Gomidas's Legacy and New Breaths
When it comes to a children's choir singing in Armenian, the significance of this work becomes even greater. Because here, a child does not simply learn a melody. They connect with the sound of a language, the memory of a culture, and sometimes the warmth of a word that is no longer heard very often at home. Some children speak Armenian fluently, while others know almost none of it. Yet a song often opens the door to the language more gently. The child first falls in love with the melody. Then they become curious about the word. Then they begin to understand the emotion that the word carries.
Whenever I hear children breathing life into those words, I deeply feel the invisible connection between us and the legacy of Gomidas Vartabed. His collecting, arranging, and reviving folk songs through choral music was never simply about preserving music; it was about ensuring that the voice of a people would not scatter, disappear, or be lost, but would continue to reach new ears.
Today, when I work on Armenian songs with children, I do not see that legacy as something distant. Of course, I am not speaking of the same historical weight, but on a smaller scale I feel a similar responsibility. Every correctly pronounced word, every carefully placed accent, every word that sparks a child's curiosity becomes another thread connecting that collective memory to the present.
Thinking About the Child, Not the Song
Of course, there is an important misconception here. A children's choir is not simply a scaled-down adult choir.
Sometimes we forget this. We want children to sing the songs we ourselves love. But not every beautiful song is suitable for children. A child's voice is different, their breathing is different, their attention is different, and their world is different. Sometimes a piece has to be adapted for children. Sometimes we have to give up a song we dearly love. Because we must think about the child before we think about the song.

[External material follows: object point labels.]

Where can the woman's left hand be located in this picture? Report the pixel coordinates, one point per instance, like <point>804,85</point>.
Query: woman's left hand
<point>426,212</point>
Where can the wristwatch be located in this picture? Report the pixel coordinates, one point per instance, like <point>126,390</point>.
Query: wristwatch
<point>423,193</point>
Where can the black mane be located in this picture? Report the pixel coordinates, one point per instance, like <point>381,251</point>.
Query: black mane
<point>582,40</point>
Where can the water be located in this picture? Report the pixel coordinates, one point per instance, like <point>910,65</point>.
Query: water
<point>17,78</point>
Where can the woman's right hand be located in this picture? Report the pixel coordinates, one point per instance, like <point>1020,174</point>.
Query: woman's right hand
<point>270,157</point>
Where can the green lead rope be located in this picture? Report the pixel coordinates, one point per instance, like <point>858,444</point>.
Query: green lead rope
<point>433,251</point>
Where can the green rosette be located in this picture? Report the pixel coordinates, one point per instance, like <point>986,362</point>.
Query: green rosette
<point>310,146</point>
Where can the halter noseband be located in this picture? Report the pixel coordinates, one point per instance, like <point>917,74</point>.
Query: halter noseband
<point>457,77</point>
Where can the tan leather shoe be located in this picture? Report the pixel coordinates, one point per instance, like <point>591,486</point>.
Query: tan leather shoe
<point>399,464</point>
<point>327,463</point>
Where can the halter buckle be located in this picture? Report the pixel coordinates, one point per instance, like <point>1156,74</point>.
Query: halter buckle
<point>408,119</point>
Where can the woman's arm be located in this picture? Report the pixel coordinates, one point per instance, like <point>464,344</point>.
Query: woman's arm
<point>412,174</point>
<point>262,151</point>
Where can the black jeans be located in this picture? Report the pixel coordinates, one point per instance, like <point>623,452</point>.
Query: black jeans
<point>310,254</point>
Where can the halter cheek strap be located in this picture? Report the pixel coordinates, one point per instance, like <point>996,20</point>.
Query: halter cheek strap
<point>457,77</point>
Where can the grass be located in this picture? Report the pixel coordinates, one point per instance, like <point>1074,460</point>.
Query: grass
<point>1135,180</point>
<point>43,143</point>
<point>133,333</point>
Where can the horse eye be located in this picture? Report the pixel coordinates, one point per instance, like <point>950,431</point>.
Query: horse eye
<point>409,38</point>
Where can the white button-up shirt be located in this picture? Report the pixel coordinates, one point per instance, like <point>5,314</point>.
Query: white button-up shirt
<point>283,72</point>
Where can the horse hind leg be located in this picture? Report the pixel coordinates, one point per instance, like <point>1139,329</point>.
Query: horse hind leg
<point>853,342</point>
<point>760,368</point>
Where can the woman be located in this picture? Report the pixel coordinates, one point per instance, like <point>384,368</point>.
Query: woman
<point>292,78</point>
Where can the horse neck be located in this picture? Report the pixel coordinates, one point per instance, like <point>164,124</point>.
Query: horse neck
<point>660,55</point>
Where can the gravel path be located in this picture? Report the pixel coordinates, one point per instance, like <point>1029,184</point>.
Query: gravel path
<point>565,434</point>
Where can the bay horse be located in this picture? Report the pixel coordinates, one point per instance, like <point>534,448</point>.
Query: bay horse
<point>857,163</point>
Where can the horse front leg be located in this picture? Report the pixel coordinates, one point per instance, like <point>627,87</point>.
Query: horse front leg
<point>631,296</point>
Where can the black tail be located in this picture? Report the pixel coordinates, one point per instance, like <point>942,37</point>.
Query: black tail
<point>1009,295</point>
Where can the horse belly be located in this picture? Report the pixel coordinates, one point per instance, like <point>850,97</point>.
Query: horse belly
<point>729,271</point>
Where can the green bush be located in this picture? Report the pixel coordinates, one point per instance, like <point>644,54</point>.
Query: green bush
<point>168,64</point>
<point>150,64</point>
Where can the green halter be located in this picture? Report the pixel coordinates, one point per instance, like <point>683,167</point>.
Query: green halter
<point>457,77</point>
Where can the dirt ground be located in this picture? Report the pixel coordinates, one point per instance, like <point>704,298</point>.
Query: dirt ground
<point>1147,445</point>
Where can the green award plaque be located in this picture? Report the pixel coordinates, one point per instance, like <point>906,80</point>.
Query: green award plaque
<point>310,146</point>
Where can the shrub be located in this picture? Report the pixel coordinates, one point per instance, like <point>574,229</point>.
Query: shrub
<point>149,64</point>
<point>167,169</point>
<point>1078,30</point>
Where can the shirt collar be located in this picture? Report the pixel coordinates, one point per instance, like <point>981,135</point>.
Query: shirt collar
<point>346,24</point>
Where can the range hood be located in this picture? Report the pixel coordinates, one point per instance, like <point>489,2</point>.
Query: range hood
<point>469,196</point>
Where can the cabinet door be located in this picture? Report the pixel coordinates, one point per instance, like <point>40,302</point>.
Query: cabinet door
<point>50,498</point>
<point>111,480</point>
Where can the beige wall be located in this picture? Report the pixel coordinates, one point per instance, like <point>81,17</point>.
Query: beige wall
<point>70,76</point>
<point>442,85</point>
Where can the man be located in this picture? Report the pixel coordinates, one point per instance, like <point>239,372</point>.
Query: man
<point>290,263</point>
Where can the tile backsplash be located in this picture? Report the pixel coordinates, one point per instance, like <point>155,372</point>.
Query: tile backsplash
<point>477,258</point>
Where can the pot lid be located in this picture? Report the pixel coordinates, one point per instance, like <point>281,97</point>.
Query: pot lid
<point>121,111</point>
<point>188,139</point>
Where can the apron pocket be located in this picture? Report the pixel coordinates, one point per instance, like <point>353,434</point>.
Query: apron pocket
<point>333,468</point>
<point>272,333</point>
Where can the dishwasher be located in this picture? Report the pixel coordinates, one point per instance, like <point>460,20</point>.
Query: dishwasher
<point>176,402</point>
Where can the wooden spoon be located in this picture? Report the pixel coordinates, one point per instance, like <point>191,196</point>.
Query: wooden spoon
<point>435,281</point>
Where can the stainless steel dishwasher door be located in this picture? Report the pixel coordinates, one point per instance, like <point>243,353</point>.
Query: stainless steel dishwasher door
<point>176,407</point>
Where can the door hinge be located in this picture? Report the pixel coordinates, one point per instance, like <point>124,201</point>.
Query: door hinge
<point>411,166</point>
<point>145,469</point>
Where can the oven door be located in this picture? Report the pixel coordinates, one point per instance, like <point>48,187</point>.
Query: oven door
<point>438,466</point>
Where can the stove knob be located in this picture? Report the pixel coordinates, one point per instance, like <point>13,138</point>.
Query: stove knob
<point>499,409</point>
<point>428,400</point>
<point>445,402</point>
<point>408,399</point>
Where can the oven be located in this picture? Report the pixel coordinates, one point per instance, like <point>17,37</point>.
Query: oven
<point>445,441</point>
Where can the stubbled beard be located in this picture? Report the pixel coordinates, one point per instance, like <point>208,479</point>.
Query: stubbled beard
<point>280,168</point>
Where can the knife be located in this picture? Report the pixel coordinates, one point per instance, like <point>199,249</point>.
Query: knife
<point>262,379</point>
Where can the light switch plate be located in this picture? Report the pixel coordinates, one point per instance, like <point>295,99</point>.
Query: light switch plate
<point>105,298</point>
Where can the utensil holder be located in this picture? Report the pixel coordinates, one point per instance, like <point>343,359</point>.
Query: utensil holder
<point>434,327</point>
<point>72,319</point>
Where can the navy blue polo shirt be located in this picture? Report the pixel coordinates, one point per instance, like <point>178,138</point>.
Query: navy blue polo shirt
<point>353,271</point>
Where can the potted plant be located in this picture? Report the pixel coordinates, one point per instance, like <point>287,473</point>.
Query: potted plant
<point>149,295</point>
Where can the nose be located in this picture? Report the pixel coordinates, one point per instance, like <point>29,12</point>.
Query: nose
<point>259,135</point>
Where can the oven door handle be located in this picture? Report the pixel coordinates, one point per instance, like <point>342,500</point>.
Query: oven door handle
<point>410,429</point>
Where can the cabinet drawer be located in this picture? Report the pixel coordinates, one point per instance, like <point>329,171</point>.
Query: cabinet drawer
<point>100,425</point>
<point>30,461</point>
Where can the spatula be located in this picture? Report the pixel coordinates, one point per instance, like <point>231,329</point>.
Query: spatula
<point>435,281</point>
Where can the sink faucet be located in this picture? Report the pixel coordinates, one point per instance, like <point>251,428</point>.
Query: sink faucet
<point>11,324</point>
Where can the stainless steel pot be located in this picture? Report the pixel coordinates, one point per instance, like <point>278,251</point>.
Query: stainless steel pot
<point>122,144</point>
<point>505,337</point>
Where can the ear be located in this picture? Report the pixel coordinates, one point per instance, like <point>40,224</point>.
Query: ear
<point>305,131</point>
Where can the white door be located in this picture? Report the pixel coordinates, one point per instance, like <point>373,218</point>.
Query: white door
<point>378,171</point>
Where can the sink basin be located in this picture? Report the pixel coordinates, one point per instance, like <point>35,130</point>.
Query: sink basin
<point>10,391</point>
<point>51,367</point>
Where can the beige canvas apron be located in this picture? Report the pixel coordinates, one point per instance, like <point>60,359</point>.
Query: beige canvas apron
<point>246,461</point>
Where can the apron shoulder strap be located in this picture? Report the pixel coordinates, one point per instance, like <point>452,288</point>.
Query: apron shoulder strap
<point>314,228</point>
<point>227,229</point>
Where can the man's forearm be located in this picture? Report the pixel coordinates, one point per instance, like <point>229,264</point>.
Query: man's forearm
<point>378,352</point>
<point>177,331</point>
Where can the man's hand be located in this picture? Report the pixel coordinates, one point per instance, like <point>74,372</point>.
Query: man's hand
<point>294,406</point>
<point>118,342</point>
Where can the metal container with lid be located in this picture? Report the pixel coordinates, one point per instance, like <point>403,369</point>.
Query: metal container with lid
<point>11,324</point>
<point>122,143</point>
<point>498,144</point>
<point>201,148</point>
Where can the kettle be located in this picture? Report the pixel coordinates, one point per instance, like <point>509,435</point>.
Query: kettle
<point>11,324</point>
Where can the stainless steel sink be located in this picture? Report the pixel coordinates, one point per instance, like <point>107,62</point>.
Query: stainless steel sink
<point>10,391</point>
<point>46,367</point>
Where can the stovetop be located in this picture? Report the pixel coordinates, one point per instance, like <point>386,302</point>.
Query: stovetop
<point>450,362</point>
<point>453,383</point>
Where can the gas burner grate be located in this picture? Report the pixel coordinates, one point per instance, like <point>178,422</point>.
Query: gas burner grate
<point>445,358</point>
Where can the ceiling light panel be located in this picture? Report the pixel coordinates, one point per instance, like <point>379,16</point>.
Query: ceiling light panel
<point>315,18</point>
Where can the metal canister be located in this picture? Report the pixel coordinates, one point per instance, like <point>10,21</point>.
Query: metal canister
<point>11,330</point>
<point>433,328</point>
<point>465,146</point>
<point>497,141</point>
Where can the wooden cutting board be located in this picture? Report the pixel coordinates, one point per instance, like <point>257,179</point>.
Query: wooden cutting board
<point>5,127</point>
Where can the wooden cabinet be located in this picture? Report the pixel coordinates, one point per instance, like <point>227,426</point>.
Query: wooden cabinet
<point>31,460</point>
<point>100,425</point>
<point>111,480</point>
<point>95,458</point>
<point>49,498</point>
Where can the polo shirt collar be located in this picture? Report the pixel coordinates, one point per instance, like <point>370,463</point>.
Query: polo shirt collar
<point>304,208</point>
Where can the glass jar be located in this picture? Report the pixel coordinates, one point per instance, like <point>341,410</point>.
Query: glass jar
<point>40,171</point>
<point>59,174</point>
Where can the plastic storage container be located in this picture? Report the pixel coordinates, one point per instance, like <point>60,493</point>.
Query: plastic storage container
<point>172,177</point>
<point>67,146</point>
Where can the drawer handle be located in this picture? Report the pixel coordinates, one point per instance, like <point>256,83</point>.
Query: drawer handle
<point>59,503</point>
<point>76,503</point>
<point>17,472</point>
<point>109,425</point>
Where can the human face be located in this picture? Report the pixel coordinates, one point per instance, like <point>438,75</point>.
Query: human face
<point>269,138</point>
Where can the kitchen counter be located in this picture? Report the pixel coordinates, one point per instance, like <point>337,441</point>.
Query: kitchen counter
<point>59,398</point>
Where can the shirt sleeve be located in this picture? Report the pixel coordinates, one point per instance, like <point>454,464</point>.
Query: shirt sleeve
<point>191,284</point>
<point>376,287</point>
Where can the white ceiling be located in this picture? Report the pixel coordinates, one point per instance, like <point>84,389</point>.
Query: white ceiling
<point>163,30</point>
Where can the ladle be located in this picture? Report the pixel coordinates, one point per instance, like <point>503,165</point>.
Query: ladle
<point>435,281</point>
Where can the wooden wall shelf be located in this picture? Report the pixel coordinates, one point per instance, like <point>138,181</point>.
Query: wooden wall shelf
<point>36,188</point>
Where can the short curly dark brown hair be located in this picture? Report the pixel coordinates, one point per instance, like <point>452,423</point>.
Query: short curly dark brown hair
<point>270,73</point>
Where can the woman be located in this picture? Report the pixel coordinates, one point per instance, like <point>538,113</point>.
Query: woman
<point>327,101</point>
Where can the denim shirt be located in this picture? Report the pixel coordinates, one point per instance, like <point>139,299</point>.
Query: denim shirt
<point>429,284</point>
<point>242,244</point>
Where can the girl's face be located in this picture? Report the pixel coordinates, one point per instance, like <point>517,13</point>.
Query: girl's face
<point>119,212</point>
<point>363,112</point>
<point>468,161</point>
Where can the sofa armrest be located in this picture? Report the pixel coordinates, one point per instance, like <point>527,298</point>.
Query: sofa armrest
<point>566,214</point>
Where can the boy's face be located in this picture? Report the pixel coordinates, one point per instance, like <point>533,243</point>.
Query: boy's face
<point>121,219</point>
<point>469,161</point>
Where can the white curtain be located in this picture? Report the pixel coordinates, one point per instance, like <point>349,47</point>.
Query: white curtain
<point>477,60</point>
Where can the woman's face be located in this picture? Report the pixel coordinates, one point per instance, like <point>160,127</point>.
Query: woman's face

The same is true of the stage. Yes, concerts matter. Children see the results of their efforts, receive applause, and gain confidence. But the true magic of a children's choir usually begins long before the performance. It begins in rehearsals. It begins while repeating, making mistakes, laughing, waiting, and listening.
A child may not sing a single note during the first rehearsal. Then, a few weeks later, that same child begin quietly singing among their friends. One day you look up and see them on stage, their eyes shining as they sing the most difficult passage. Someone in the audience sees only that concert moment. But behind that moment lie trust, patience, and countless invisible small steps.
A Breath Left for the Future
Conducting a children's choir that performs Armenian repertoire in Istanbul carries a special responsibility. In this city, Armenian music is not something heard only on stage; it is a living memory that continues in schools, churches, community associations, homes, and in the voices of new generations of children. It is not enough simply to "teach" this memory to children. It must find meaning in children’s inner world, they must come to love it.
The past is immensely valuable, yes. But a repertoire that does not resonate with children's lives today eventually becomes little more than an obligation. Just as important as faithfully passing on old songs is arranging them for children's voices and renewing the culture in their breath. Because culture survives not only by being preserved, but by being sung.
Looking back today, I smile at the fact that my journey with the children's choir began out of necessity. Sometimes a difficult situation leads a person onto the path they were truly meant to follow. At first, I thought I was building the choir of the future. Then I realized that the voices of children today are already a future in themselves.
When a child sings an Armenian song with genuine joy, there is more than music in that moment. There is language, friendship, dedication, and a life that continues.
That, in many ways, is what a children's choir is: carrying a voice from the past into the future through the breath of children today.